Evaluators

Evaluators on Humanloop are functions that can be used to judge the output of Prompts, Tools or other Evaluators.

Evaluators on Humanloop are functions that can be used to judge the output of Prompts, Tools or other Evaluators

Evaluators are functions which takes an LLM-generated Log as an argument and returns an evaluation. The evaluation is typically either a boolean or a number, indicating how well the model performed according to criteria you determine based on your use case.

Evaluators can be used for monitoring live data as well as running evaluations.

Types of Evaluators

There are three types of Evaluators: AI, code, and human.

  • Python - using our in-browser editor, define simple Python functions to act as evaluators
  • AI - use a large language model to evaluate another LLM! Our evaluator editor allows you to define a special-purpose prompt which passes data from the underlying log to a language model. This type of evaluation is particularly useful for more subjective evaluation such as verifying appropriate tone-of-voice or factuality given an input set of facts.
  • Human - collate human feedback against the logs

Modes: Monitoring vs. testing

Evaluation is useful for both testing new model configs as you develop them and for monitoring live deployments that are already in production.

To handle these different use cases, there are two distinct modes of evaluator - online and offline.

Online

Online evaluators are for use on logs generated in your project, including live in production. Typically, they are used to monitor deployed model performance over time.

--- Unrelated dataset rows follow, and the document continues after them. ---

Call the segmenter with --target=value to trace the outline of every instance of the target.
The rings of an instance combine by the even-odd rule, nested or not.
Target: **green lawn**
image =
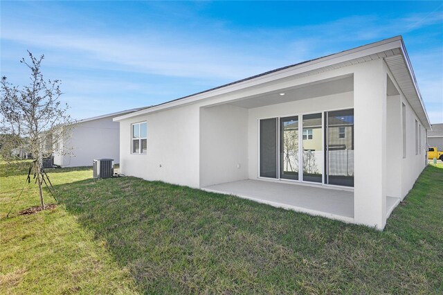
[[[424,170],[383,232],[91,175],[51,170],[59,206],[17,216],[39,204],[26,186],[6,220],[26,177],[1,167],[0,294],[443,292],[443,165]]]

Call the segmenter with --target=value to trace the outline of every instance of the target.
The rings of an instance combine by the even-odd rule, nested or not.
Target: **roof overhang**
[[[122,115],[133,113],[134,111],[140,111],[141,109],[143,109],[143,108],[138,107],[138,108],[136,108],[136,109],[126,109],[125,111],[116,111],[115,113],[106,114],[105,115],[100,115],[100,116],[97,116],[96,117],[91,117],[91,118],[85,118],[85,119],[79,120],[75,122],[75,124],[84,123],[84,122],[88,122],[88,121],[92,121],[92,120],[100,120],[100,119],[102,119],[102,118],[108,118],[108,117],[115,117],[115,116],[122,116]]]
[[[114,120],[120,121],[136,116],[174,108],[292,76],[300,77],[312,75],[316,73],[381,58],[386,60],[400,90],[410,104],[423,125],[426,129],[430,129],[431,123],[428,114],[401,36],[277,69],[203,92],[154,105],[149,109],[120,116],[114,118]]]

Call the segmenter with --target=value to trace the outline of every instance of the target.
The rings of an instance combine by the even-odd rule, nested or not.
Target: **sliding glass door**
[[[298,116],[280,119],[280,177],[298,179]]]
[[[302,116],[303,181],[322,182],[323,149],[321,113]]]
[[[259,144],[261,177],[354,186],[352,109],[260,120]]]
[[[277,118],[260,120],[260,177],[277,178]]]
[[[354,186],[354,109],[327,111],[325,183]]]

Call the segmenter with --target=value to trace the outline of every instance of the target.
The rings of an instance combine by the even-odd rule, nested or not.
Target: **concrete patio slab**
[[[253,179],[216,184],[201,189],[345,222],[354,222],[352,191]]]

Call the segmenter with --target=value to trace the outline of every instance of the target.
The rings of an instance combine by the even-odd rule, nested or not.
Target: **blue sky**
[[[1,2],[1,72],[44,53],[78,119],[155,105],[401,35],[443,123],[443,2]]]

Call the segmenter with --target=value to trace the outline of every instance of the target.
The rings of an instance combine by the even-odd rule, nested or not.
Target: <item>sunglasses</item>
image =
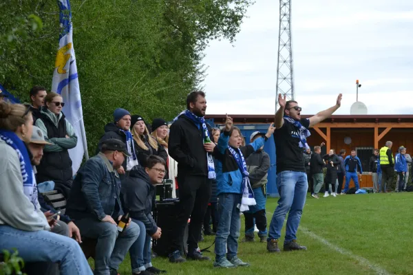
[[[293,107],[288,108],[288,110],[290,109],[294,109],[295,111],[301,111],[303,109],[298,106],[294,106]]]
[[[62,107],[65,107],[65,103],[64,102],[56,102],[54,101],[52,101],[52,103],[54,103],[54,104],[56,106],[57,106],[57,107],[60,106],[61,104],[62,105]]]

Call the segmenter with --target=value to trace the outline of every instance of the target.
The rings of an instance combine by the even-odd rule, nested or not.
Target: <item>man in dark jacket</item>
[[[103,135],[102,135],[100,140],[99,140],[99,143],[98,144],[98,148],[96,149],[96,154],[100,151],[102,143],[111,138],[115,138],[121,141],[125,144],[127,144],[126,132],[129,132],[130,128],[131,114],[129,112],[125,109],[116,109],[114,111],[114,122],[108,123],[105,126],[105,133]],[[131,142],[133,142],[133,140],[131,140]],[[127,149],[128,152],[130,153],[135,153],[131,148]],[[123,179],[126,177],[126,171],[128,170],[127,161],[128,158],[125,157],[122,166],[117,170],[117,172],[120,177],[120,179]],[[138,161],[136,161],[136,162],[138,162]]]
[[[321,153],[321,148],[318,146],[314,146],[314,153],[310,161],[311,175],[313,175],[313,182],[314,182],[314,192],[311,194],[311,197],[316,199],[319,198],[318,193],[320,192],[320,188],[324,182],[324,175],[323,174],[324,162],[320,155]]]
[[[135,166],[122,185],[124,206],[132,221],[140,228],[140,234],[129,249],[132,274],[151,275],[165,272],[152,266],[151,240],[160,238],[162,230],[152,217],[154,185],[162,184],[165,175],[165,162],[157,155],[150,155],[142,166]],[[140,272],[140,273],[139,273]]]
[[[377,164],[379,164],[379,149],[374,149],[374,154],[372,155],[368,162],[368,173],[372,175],[372,179],[373,180],[374,192],[379,191]]]
[[[89,159],[77,173],[67,201],[66,214],[74,220],[82,236],[98,239],[95,274],[117,274],[116,270],[139,236],[135,223],[128,223],[121,234],[117,229],[116,221],[124,212],[116,170],[125,156],[130,155],[123,142],[116,139],[102,142],[100,153]]]
[[[211,197],[211,181],[215,177],[213,159],[209,155],[215,144],[211,142],[211,127],[204,120],[206,100],[203,91],[193,91],[187,98],[187,109],[171,125],[168,149],[178,162],[180,203],[169,261],[185,261],[180,250],[184,232],[191,217],[188,235],[187,258],[209,260],[197,250],[204,217]],[[211,164],[212,162],[212,164]]]
[[[250,140],[253,142],[258,138],[264,138],[264,133],[259,131],[251,134]],[[262,243],[266,242],[266,216],[265,204],[266,202],[266,184],[268,172],[270,169],[270,156],[264,151],[264,146],[253,153],[246,159],[246,168],[249,173],[250,184],[257,203],[250,206],[249,210],[244,212],[245,217],[245,241],[254,241],[254,219],[258,228],[258,237]]]

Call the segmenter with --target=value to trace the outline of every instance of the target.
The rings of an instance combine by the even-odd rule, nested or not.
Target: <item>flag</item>
[[[73,48],[73,28],[72,27],[70,3],[69,0],[57,0],[57,3],[60,10],[61,34],[59,50],[54,63],[52,91],[60,94],[63,98],[65,107],[62,111],[66,120],[74,129],[78,137],[76,146],[69,150],[69,155],[72,162],[72,168],[74,175],[81,167],[83,155],[86,160],[89,158],[89,156],[76,58]]]
[[[4,101],[7,101],[12,104],[20,103],[20,100],[19,100],[19,98],[15,98],[12,94],[7,91],[7,90],[4,89],[4,87],[1,86],[1,85],[0,85],[0,95],[4,96]]]

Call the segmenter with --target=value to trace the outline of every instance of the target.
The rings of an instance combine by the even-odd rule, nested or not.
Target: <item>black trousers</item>
[[[339,186],[337,187],[337,194],[341,192],[341,188],[343,188],[343,183],[344,182],[344,174],[342,173],[337,173],[337,179],[339,180]]]
[[[184,232],[191,217],[188,232],[188,253],[198,248],[201,229],[211,197],[211,179],[207,177],[186,175],[178,177],[179,204],[176,222],[172,230],[171,253],[181,250]]]
[[[265,209],[262,209],[260,211],[257,211],[255,213],[248,213],[246,212],[244,212],[244,217],[245,217],[245,234],[248,234],[247,231],[252,229],[252,234],[254,234],[254,218],[255,218],[255,224],[257,228],[261,232],[265,232],[266,230],[266,216],[265,215]]]
[[[393,181],[393,175],[394,173],[394,169],[389,164],[381,165],[381,187],[383,192],[387,191],[385,188],[388,188],[390,186],[392,182]]]

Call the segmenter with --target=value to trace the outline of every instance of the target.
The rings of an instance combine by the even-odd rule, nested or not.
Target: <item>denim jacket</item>
[[[119,195],[120,180],[105,154],[88,160],[78,172],[70,190],[66,214],[72,219],[123,214]]]

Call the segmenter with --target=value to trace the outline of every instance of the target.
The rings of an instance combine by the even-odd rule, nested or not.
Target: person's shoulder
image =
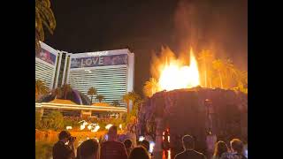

Online evaluators can be set to run automatically whenever logs are added to a project. The evaluator takes the log as an argument.

Offline

Offline evaluators are for use with predefined test datasets in order to evaluate models as you iterate in your prompt engineering workflow, or to test for regressions in a CI environment.

A test dataset is a collection of datapoints, which are roughly analogous to unit tests or test cases in traditional programming. Each datapoint specifies inputs to your model and (optionally) some target data.

When you run an offline evaluation, Humanloop iterates through each datapoint in the dataset and triggers a fresh LLM generation using the inputs of the testcase and the model config being evaluated. For each test case, your evaluator function will be called, taking as arguments the freshly generated log and the testcase datapoint that gave rise to it. Typically, you would write your evaluator to perform some domain-specific logic to determine whether the model-generated log meets your desired criteria (as specified in the datapoint 'target').

Humanloop-hosted vs. self-hosted

Conceptually, evaluation runs have two components:

  1. Generation of logs from the datapoints
  2. Evaluating those logs.

Using the Evaluations API, Humanloop offers the ability to generate logs either within the Humanloop runtime, or self-hosted. Similarly, evaluations of the logs can be performed in the Humanloop runtime (using evaluators that you can define in-app) or self-hosted (see our guide on self-hosted evaluations).

In fact, it's possible to mix-and-match self-hosted and Humanloop-runtime generations and evaluations in any combination you wish. When creating an evaluation via the API, set the hl_generated flag to False to indicate that you are posting the logs from your own infrastructure (see our guide on evaluating externally-generated logs. Include an evaluator of type External to indicate that you will post evaluation results from your own infrastructure. You can include multiple evaluators on any run, and these can include any combination of External (i.e. self-hosted) and Humanloop-runtime evaluators.